We use a Tinker Traveller for tender--it is a 12' fold up inflatable that was designed for rowing and sailing first, you can use it with a motor (3 to 5 hp) but we don't. The load capacity is great so it makes a wonderful tender--and it sails great, too. Added bonus for us is that it only weighs 65 lbs (without a motor), can be launched by either one of us without the use of davits, and folds up so it can be stowed below very easily so it doesn't have to be on deck during a passage. The downside for you is that Henshaw stopped making them a little over a year ago (scuttlebutt was that they were too costly to make in the UK and Henshaw wasn't willing to send the production offshore, but I don't know if that's true)--so at this moment they're not available new. There are used ones that show up on the market in great shape all over the UK and less so in the US. I don't know about other locations. I suspect that now that they're out of production, another company will start copying the design of the Tinker line of sailing dinghies by Henshaw.

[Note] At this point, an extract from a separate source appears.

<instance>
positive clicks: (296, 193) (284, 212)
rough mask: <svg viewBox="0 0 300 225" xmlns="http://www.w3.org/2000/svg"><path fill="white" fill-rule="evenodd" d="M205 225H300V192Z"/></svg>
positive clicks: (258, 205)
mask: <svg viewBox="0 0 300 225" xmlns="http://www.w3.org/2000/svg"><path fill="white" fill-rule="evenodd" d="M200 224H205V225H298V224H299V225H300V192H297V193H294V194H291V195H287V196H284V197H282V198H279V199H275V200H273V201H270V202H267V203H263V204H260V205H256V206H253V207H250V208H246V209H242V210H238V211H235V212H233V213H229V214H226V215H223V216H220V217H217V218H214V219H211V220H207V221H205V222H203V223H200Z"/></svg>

The other sailing dinghy that we'd seriously consider if we didn't already have a Tinker is something called the Portland Pudgy. We have a friend with one and he loves it. My husband and he were supposed to have a "sail-off" competition with the two but we never managed to link up for them to do it--and now we've moved on to a different place.

Here are websites for both--

http://www.tinkerowners.org.uk/p03.htm

http://www.portlandpudgy.com/details.html

Here's a blog link to a cruiser using the Pudgy Pudgy

Here's a link to a video of a Tinker Traveller sailing in a regatta

Many people have made sailing kits for other dinghies. Not many people would use a canoe as a tender--but our back-up to the Tinker Traveller is a Prospector canoe and as a matter of fact, we love to canoe and many years ago we made a sailing kit for our canoe (there's a American Canoe Association set of directions for doing this) which involved lee boards and a lateen sail. A friend of ours has just found a way to put a similar set of lee boards and lateen sail on her 10' aluminum dinghy.

If you google it, you'll find places that sell sailing kits for all kinds of dinghies. You may find one that is useful for your existing tender.

Here's a video by someone who made their own rig for an inflatable

In my estimation, what makes for a good tender is capacity (both the Tinker Traveller and the Prospector canoe have over 1000 lb load capacity), ability to be rowed (rather than just motored), ability to use a small motor and a sail kit. Suggest you start with a similar set of "tender criteria" that meets your own needs.